Community Blog Basic Machine Learning: How to Recognize a Cat

Basic Machine Learning: How to Recognize a Cat

This article explains the main steps for training a machine and obtaining a model, provides some simple practices, and shares a basic principle of machine learning.

By Xixia

1) What Is Machine Learning and Why Do We Need It?

What is machine learning? First, let's look at two examples.

How Do We Learn to Recognize an Animal as a "Cat"?

Imagine people who have never seen a cat, such as little babies. They do not even have the word "cat" in their vocabulary.

One day they see a furry animal like this:


They do not know what it is, and you tell them that it is a "cat". At this time, they may remember that it is a cat.

After some time, they see another animal like this:


You tell them that it is also a cat. They remember that it is also a cat.

Later on, they see another animal:


At this time, they tell you directly that they see a "cat".

The preceding method is the basic method that we use to understand the world, which is pattern recognition: We concluded that it is a cat based on extensive experiences.

In this process, we learned about the characteristics of cats by contacting samples, which are various cats. We learn through reading and observe how they mew, and what they look like with two ears, four legs, a tail, and whiskers, to draw the conclusion. Then, we know what a cat is.

How Do We Identify the npm Package as a Test npm Package?

The following is a piece of code written by one of my colleagues:

  pt = TO_CHAR(DATEADD(GETDATE(), - 1, 'dd'), 'yyyymmdd')
  AND name NOT LIKE '%test%'
  AND name NOT LIKE '%demo%'
  AND name NOT LIKE '%测试%'
  AND keywords NOT LIKE '%test%'
  AND keywords NOT LIKE '%测试%'
  AND keywords NOT LIKE '%demo%'

Obviously, our criterion is whether the module's name and keywords contain characters: test or demo. If it is true, we consider it as a test module. We tell the database our rules, and the database helps us filter out non-test modules.

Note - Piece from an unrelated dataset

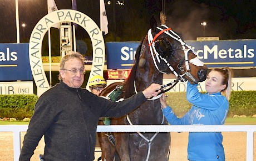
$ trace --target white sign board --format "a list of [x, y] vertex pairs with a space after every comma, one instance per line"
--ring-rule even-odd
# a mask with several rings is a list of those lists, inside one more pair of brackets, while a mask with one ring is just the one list
[[33, 82], [1, 82], [1, 95], [32, 95]]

The identification of a cat is essentially the same as the identification of a test module. Both imply looking for characteristics:

  • Characteristics of a cat: mewing, two ears, four legs, a tail, and whiskers
  • Characteristics of a test module: test or demo

The characteristics can be further programmed as follows:

  • Characteristics of a cat: mewing: true, ears:2, legs:4, tail:1, and whiskers:10
  • Characteristics of a test module: test:count>0 or demo: count>0

With these characteristics, both people and machines can recognize a cat or a test module.

To put it simply, machine learning uses characteristics and their weights to implement data classification. This simplified statement is for your ease of understanding. For more information, see AiLearning/1. Basic Machine Learning.md at master apachecn/AiLearning at GitHub.

Why Do We Need Machine Learning?

The reason is that when a classification task involves large amounts of characteristics, it is difficult to use "if-else" to perform simple classification. Take our common product recommendation algorithm as an example. To identify whether a certain product should be recommended to someone, the algorithm may involve hundreds of characteristics.

2) How Can We Train a Machine and Obtain a Model?

Prepare Data

Data preparation may account for more than 75% of the time consumed by the entire machine learning task. Therefore, it is the most important and most difficult part. The main steps are as follows:

1) Collect basic data.
2) Remove outliers.
3) Select possible characteristics: characteristic engineering.
4) Tag the data.

Prepare an Algorithm

Fit your data with a function: y = f(x)

For example, use a linear function: y = ax + b

Evaluate the Algorithm

Use an evaluation function to find out whether you have found the proper 'a' and 'b' values.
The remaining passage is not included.